И я никогда не забуду

Слова, чем напичканы фразы…»

Может, я не знала, кто я.

Но в этот момент я была живая.

Настоящая.

Пусть разбитая. Пусть сломанная.

Но больше не молчала.

«Любил и любить буду —

Тебя – предел моих фантазий…»

Я обняла себя. Неловко. Как чужую. Но всё же – впервые за долгое время – с теплом.

Пусть и тем, что остался от кого-то.

Тем теплом.

Я не знала, сколько времени прошло. Часы словно исчезли – растворились в темноте, в слезах, в тишине, что висела надо мной глухим куполом. Я просто сидела на этом чёртовом поле, прижав колени к груди, и рыдала. Не тихо, не сдержанно – а так, как плачут только те, кто дошёл до предела. Так, будто вместе со слезами рвётся наружу сама душа. Грудь сдавливало так сильно, что казалось – внутри не сердце, а смятый лист бумаги, на котором кто-то безжалостно вычеркивал каждую строчку, каждое воспоминание, каждую надежду.
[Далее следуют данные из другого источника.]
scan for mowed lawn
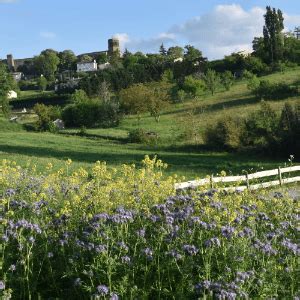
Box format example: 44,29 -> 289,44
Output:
0,69 -> 300,179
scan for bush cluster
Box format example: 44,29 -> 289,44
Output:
0,158 -> 300,300
252,80 -> 298,100
62,100 -> 121,128
204,102 -> 300,155
128,128 -> 159,144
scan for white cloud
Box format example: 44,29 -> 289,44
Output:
116,4 -> 300,59
114,32 -> 176,52
170,4 -> 264,58
40,31 -> 56,39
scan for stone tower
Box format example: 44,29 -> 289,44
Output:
7,54 -> 15,71
108,38 -> 120,56
294,27 -> 300,40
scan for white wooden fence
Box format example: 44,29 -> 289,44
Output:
175,166 -> 300,191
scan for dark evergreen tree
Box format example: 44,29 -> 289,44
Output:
159,43 -> 168,56
263,6 -> 284,63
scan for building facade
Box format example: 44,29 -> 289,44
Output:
77,60 -> 98,72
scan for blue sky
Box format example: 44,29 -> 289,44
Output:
0,0 -> 300,59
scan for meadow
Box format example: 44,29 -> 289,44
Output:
0,157 -> 300,300
0,68 -> 300,179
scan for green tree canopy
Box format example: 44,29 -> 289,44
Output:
58,50 -> 77,71
0,63 -> 16,116
34,49 -> 60,81
263,6 -> 284,63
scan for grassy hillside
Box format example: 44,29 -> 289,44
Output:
0,68 -> 300,179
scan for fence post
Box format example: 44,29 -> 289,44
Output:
210,174 -> 214,189
246,173 -> 250,190
278,167 -> 282,186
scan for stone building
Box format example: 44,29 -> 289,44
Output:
108,38 -> 121,56
77,60 -> 98,72
2,38 -> 120,73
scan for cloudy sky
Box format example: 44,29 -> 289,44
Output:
0,0 -> 300,59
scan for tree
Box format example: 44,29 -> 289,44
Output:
34,49 -> 59,81
38,76 -> 48,92
159,43 -> 167,56
33,103 -> 61,130
146,82 -> 170,122
98,80 -> 111,103
184,45 -> 203,63
97,52 -> 108,64
263,6 -> 284,63
221,71 -> 234,91
58,50 -> 77,72
119,82 -> 170,122
182,75 -> 205,97
71,90 -> 89,103
119,84 -> 148,122
203,69 -> 220,95
167,46 -> 184,59
0,63 -> 15,116
80,54 -> 93,63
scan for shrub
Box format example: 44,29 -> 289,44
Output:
252,80 -> 298,100
177,90 -> 186,102
62,100 -> 122,128
0,157 -> 299,299
182,75 -> 205,97
221,71 -> 234,91
33,104 -> 61,130
204,116 -> 244,150
128,128 -> 159,144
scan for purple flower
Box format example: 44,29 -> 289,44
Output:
8,265 -> 16,272
221,226 -> 235,239
2,234 -> 9,242
117,241 -> 129,252
235,271 -> 254,283
204,237 -> 221,248
74,278 -> 82,286
182,245 -> 199,255
5,189 -> 16,197
166,250 -> 182,260
136,229 -> 146,237
253,240 -> 277,255
281,239 -> 300,255
97,285 -> 109,296
238,227 -> 253,237
142,248 -> 153,260
0,280 -> 5,291
121,256 -> 131,264
95,245 -> 107,253
110,293 -> 119,300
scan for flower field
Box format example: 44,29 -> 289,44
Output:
0,157 -> 300,299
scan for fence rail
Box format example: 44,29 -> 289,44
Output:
175,166 -> 300,191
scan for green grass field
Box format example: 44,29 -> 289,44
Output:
0,68 -> 300,179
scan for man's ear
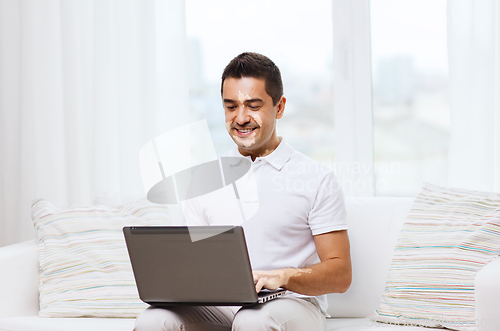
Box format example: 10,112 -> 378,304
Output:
276,96 -> 286,120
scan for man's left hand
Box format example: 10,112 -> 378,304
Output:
252,268 -> 300,293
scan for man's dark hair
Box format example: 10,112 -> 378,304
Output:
220,52 -> 283,106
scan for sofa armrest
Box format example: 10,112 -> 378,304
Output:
0,240 -> 39,317
474,257 -> 500,331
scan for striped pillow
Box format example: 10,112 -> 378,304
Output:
32,200 -> 171,317
372,183 -> 500,330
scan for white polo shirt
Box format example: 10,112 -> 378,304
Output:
184,140 -> 347,312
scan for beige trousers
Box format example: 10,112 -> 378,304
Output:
134,297 -> 326,331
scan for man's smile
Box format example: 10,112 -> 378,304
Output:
234,127 -> 258,137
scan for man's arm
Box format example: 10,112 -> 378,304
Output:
253,230 -> 352,295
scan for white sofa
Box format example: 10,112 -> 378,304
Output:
0,198 -> 500,331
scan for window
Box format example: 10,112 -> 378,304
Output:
370,0 -> 450,196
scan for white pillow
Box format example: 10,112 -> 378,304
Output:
372,183 -> 500,330
32,200 -> 171,317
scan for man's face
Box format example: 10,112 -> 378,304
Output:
222,77 -> 286,158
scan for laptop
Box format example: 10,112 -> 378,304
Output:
123,226 -> 286,307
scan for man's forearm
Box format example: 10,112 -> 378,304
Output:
283,259 -> 351,295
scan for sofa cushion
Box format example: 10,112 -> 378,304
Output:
327,197 -> 413,317
373,184 -> 500,330
32,199 -> 170,317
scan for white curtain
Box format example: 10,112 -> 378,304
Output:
448,0 -> 500,192
0,0 -> 189,246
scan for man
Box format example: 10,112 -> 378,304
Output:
136,53 -> 351,331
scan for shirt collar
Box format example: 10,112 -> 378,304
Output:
228,138 -> 293,170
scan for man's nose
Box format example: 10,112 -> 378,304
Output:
236,105 -> 250,125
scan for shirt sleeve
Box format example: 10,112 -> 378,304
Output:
308,171 -> 347,236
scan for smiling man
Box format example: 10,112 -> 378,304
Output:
136,53 -> 351,331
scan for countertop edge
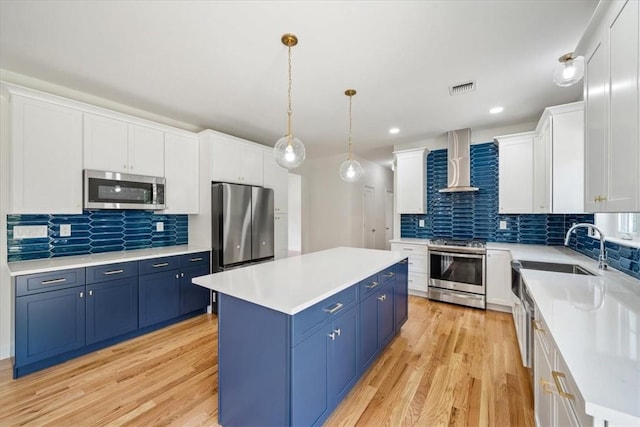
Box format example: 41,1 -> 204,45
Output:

Музыка не успокаивала – нет. Она не гладила, не лечила, не давала облегчения. Она понимала. Чувствовала меня до самого дна. И от этого становилось только страшнее: ведь если даже в песне звучит моя боль, значит, я уже не одна с ней. Значит, кто-то тоже это проходил… но кто-то, возможно, не справился. Я боялась, что стану этим кем-то.

Мне хотелось всё бросить. Всё, что казалось жизнью. Уехать. Исчезнуть. Открыть новую главу, чистую, без исправлений, без прошлых мазков. Но я не могла. Не сейчас. Я была парализована этой тягучей, липкой тоской, этим страхом перемен, от которого сжимается живот. Ведь за новыми дверями неизвестность, а я ещё не научилась жить без опоры, без этой комнаты, в которой знала каждую трещинку, каждый запах, каждый звук ночного скрипа дерева.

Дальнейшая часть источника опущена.